Rodoanel volta a atrasar e governo de Minas prevê início das obras apenas no 2º semestre de 2026
Licenciamento ambiental travado na Justiça e questionamentos de comunidades quilombolas ainda impedem avanço de uma das principais obras viárias da Grande BH
O governo de Minas Gerais voltou a revisar o cronograma de uma das principais obras viárias da Região Metropolitana de Belo Horizonte. Agora, a Secretaria de Infraestrutura, Mobilidade e Parcerias prevê iniciar as obras do Rodoanel Metropolitano de Belo Horizonte apenas no segundo semestre de 2026.
O secretário de Infraestrutura de Minas, Pedro Bruno, apresentou a nova estimativa durante o Fórum de Emprego e Renda promovido pela Federação das Indústrias do Estado de Minas Gerais (Fiemg), realizado nesta quarta-feira (11), em Belo Horizonte.
Segundo o secretário, o principal entrave continua sendo o licenciamento ambiental da obra. Atualmente, o processo enfrenta disputas judiciais que impedem o avanço do projeto.

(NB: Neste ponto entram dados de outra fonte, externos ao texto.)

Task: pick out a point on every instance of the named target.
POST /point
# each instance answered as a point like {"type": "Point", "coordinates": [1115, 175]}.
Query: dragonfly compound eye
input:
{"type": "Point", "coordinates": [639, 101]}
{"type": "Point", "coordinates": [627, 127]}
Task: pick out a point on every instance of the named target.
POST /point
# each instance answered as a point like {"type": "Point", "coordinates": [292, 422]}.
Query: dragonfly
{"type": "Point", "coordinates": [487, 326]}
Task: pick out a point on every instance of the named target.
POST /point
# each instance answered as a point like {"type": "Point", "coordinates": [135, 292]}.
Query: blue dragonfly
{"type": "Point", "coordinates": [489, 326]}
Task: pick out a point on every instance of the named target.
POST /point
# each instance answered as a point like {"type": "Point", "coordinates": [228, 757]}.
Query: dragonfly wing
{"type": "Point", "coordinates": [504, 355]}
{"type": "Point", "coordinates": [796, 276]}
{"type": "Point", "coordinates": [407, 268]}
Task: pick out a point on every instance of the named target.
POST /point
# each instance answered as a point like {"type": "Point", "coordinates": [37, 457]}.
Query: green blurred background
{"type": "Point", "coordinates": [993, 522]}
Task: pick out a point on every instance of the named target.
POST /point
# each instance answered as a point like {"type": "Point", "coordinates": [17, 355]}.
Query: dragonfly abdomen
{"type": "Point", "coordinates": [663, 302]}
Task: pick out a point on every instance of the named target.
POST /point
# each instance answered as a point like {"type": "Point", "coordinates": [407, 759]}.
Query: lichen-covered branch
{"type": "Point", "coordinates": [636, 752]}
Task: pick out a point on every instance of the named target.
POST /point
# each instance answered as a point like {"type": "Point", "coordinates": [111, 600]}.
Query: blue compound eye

Pedro Bruno afirmou que o governo depende de uma decisão favorável da Justiça para liberar o licenciamento ambiental. Somente após essa autorização o estado poderá iniciar qualquer etapa da construção.
Além disso, o secretário explicou que a legislação ambiental exige o licenciamento de todo o traçado da rodovia antes do início das obras. O projeto prevê cerca de 70 quilômetros de extensão ao redor da capital mineira.
Apesar disso, a execução ocorrerá por etapas. O governo pretende começar pelos trechos com menor impacto ambiental e menor necessidade de desapropriações. Dessa forma, a estratégia busca reduzir conflitos territoriais e acelerar as primeiras frentes de trabalho.
Disputas judiciais e resistência de municípios
O projeto do Rodoanel enfrenta questionamentos desde 2024. Inicialmente, prefeituras da Região Metropolitana criticaram o traçado da rodovia e apontaram possíveis impactos urbanos e ambientais.
Entre os municípios que apresentaram críticas estavam Contagem e Betim. As administrações municipais manifestaram preocupação com desapropriações, impactos ambientais e mudanças na dinâmica urbana.
No entanto, o governo estadual afirma que conseguiu avançar nas negociações com as prefeituras. Segundo Pedro Bruno, as divergências com os municípios estão praticamente superadas.
Por outro lado, o estado ainda tenta resolver um novo impasse judicial. Atualmente, o governo busca um acordo com a Federação das Comunidades Quilombolas de Minas Gerais, que questiona possíveis impactos do projeto sobre territórios tradicionais.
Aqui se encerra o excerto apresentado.